Hiei's spine stiffened. His muscles twisted together. As if I'm getting ready to fight him.

"Back then, Hiei," said Toad, "when you first saw this girl. What did you think of her?"

Only brutal candor would serve. "She was in the way."

"So you tried to kill her?"

"No. She wasn't the target." Hiei got the unpleasant notion that somehow Toad was feeding on his words. "Kurama was."

"But you would have gone through her without hesitation," Toad continued.

Hiei matched him stare for stare. "If you know the answer-why ask?"

Toad dismissed Hiei with a glance. His pale, sticky tongue darted out and made a circuit of the lipless amphibian mouth. Then, with an eerie, acquisitive gleam in his eye, he spoke to Shayla Kidd. "And you, my lovely Spellcaster."

Hiei found his fists clenching. He watched Shayla Kidd from the corner of his eye.

"You only met the girl just recently, but still..." Toad gave Shay-san an eager look. "What are your thoughts?"

"Cute," she replied. "Smart. Enthusiastic. But beneath all that enthusiasm, angry."

"Why?"

There was a slight hesitation that only Hiei might notice, an inward-turning of Shay-san's gaze. Perhaps she also sensed what Hiei sensed, that the toad was in some way feeding on their answers, and also found it repellent. "I never got the time to find out."

"And you?" Toad did not mention Kurama by name, but there was no one else to ask.

"That," Kurama said slowly, his eyes on Toad, "is something Maya herself should answer."
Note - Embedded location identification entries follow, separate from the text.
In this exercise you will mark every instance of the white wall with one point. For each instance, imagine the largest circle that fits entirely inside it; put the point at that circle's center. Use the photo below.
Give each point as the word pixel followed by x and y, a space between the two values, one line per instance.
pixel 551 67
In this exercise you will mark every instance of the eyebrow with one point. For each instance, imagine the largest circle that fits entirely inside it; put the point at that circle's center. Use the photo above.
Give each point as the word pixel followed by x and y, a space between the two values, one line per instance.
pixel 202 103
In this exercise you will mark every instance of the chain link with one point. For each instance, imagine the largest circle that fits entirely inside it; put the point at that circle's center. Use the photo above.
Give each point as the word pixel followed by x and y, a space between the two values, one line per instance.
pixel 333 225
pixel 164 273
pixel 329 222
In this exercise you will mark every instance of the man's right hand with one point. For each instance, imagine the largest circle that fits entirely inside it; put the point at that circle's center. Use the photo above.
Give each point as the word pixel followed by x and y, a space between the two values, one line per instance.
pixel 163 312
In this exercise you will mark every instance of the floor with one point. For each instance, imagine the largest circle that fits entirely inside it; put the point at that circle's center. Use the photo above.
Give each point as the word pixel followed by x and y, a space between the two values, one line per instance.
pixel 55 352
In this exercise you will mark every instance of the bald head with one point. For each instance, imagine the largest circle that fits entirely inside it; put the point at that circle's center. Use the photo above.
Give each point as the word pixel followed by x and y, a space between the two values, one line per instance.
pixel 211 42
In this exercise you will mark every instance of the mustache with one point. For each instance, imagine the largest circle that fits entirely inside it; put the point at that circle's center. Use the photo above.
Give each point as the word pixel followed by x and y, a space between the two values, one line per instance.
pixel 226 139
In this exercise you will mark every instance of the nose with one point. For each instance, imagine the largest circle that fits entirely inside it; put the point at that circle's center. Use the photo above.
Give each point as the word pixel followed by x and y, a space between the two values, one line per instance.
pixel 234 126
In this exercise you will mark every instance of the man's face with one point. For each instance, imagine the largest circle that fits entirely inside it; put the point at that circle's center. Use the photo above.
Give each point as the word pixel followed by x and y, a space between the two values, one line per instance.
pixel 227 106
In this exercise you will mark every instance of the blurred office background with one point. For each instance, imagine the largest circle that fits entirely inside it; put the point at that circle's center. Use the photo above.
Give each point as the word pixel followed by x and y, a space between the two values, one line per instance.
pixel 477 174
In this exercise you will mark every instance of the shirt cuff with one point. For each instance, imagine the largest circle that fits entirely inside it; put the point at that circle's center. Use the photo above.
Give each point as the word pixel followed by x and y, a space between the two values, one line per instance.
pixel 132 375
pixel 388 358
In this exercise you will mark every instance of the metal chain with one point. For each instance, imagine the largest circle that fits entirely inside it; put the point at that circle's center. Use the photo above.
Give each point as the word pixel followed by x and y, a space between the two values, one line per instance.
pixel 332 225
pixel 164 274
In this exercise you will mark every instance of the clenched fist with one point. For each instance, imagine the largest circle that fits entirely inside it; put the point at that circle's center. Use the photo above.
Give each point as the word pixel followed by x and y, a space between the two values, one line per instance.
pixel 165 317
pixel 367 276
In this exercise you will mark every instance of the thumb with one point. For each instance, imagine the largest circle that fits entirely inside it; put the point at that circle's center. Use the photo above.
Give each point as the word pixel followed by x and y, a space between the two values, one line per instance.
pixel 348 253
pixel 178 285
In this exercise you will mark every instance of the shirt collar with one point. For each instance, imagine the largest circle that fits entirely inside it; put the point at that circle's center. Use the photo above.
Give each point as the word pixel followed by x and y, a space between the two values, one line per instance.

Toad made a gobbling noise, deep in his throat. The sound raised Hiei's hackles. As Toad studied the girl in his arms, Hiei noticed that the jewel in his head wasn't emitting its usual fluorescent glow.

Because they were not in that curtained living room but standing under blue sky?

Toad's arms shook, as though Maya grew heavier by the moment. But the girl didn't weigh all that much more than featherweight Shayla Kidd.

After a lip-licking pause, Toad said, "She does not appear to be capable. And I think that even if you burn the house, it may not bring this girl back."

"What will bring her back?" With a swift glance toward the forest, Kurama spoke in a calm, level voice.

Toad blinked his gold-black eyes again and again. It seemed a strain to hold the girl; she drooped in his arms, his legs quivered, and he took a staggering step away from them.

He spoke in a hoarse whisper, but still they heard his words: "I th-think th-that you must find this Von Brandt's true heart, and... destroy it."

"Destroy his true heart?" Hiei scowled. "What the hell are you talking about? We left him in pieces!"

The air around Kurama turned winter-cold. Rage? Hiei wondered, resolve? But Kurama stood as still as one of the marble statues dotting the lawn.

Then, without warning, he gave a flick of his russet hair. A long blade of grass, forged hard as diamond, leapt from the tangle of locks, slashed sidewise, and neatly sliced Toad's head from his body.